Lt. Morrison sat down, no longer smiling.
Judge Peter looked left and right. "All finished?" he asked. "Well then, jury hear me. This man is charged with intentionally causing bodily harm to Mr. Foster there, a sworn officer of this colony, this province. To find him guilty you must decide that he hit him with purpose to harm him, knew what he was doing and drew blood, and, please note, that he struck him because Mr. Foster was an officer in the King's militia. That is the first charge, felonious assault. The other is also serious but a misdemeanor, assault and battery, and the question is did the defendant strike at Mr. Foster, hit him, and cause bodily harm when he hit him.
"It is too cold for you to meet outside so I am going to suggest that you retire to the storeroom which has, I'm told, a little warmth and a bench plus some boxes you can sit on. Choose a spokesman and reach your verdicts on both counts. Come back when you are finished, and if you have any questions, send for me. Mr. Alexander Beall or Mr. Gally here will be right outside your door. We are in recess. The bar is open."
In the general hubbub that followed, Jim Griffith handed me back my rifle. I'd plumb forgot he had it, and I was glad to see it. I felt kind of incomplete without it. One of the Redcoats was doing a big business selling what he called "French" flints for tuppence each. I bought one and spent some time fitting it into the visehead. A lot of drinking went on, and I looked around for Billy Beckwith and found him near the back door talking with Annie who was leaning against the wall with her ugly cat in her arms.
"Did you ask him what you asked me?" I said to Annie.
"What's that?" Beckwith said, drinking down his beer and reaching between Annie's boobies to scratch the cat's ears.
"Who's paying?" I asked. "Been a lot of beer poured and some rum and wine and other things and now more stew's coming out. Haven't seen ha'penny change hands. Who's gonna pay for all this?"
Billy looked up at the dark rafters, like he was studying the smoke and the cobwebs, "Arnold County," he said.
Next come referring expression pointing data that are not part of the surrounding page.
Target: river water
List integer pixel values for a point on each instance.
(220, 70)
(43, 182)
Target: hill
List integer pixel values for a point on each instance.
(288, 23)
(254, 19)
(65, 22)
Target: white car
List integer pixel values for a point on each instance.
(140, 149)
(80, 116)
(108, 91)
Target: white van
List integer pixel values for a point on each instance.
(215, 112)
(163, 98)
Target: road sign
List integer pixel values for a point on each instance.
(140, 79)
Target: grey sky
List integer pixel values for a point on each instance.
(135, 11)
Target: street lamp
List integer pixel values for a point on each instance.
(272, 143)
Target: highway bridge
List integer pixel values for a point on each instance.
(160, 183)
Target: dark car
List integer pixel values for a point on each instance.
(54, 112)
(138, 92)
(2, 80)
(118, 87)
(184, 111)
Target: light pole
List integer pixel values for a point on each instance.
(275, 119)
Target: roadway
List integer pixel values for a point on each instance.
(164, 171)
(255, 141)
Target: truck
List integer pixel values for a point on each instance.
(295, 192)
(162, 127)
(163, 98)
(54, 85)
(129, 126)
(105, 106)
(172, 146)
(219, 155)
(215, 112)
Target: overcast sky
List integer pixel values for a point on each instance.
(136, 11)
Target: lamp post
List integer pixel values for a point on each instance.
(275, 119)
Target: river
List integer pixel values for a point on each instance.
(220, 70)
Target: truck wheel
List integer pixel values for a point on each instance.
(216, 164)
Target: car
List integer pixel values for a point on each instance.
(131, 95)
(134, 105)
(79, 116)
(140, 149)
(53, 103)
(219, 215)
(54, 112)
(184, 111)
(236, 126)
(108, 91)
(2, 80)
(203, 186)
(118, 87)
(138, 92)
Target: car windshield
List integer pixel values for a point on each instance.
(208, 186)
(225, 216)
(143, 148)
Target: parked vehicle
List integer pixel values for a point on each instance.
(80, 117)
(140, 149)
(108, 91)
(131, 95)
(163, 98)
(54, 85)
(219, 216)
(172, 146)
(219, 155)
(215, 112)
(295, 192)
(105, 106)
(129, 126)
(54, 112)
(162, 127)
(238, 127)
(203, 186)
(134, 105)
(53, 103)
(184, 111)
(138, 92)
"Ain't none," I said. "Long gone."
"One problem at a time," Billy said, smiling. "A word to the wise and all that."
Sudden like, bam-bam, somebody was beating on the tavern's thick front door with what sounded like a musket butt. Almost everyone quieted down and whoever was nearest opened the door. There stood a large British soldier carrying a Brown Bess with a fixed bayonet and looking very angry.
"Where's my bleedin' officer?" he yelled. "We bin robbed!"
Ensign Macalester and Lt. Morrison ran outside followed by most of the other Redcoats and a few of the more sober spectators. The man with the bag of flints stayed at the bar, still doing a good business. The angry soldier with the musket led all of us down to where the Redcoats had stacked their arms. There was no sign of the guns.
"What happened, man?" Macalester asked loudly.
"I went to take a piss, sah, and arsked the dirty, thieving, whoreson colonial up there to stand bleeding guard for me. I come back, and he's gone and so's our rifle muskets. Bloody damn, sah!" Stolen, sah!" He stomped his foot on the frozen dirt.
"This won't do at all," Macalester said to Lt. Morrison.
"Can't have gone far," Morrison replied and then he turned to me. "You know this area. How about getting a search organized, Mr. Gally."
"Right," I told him, mentally sorting through a list of possible thieves, "Right away." I hurried back inside and told Billy what had happened.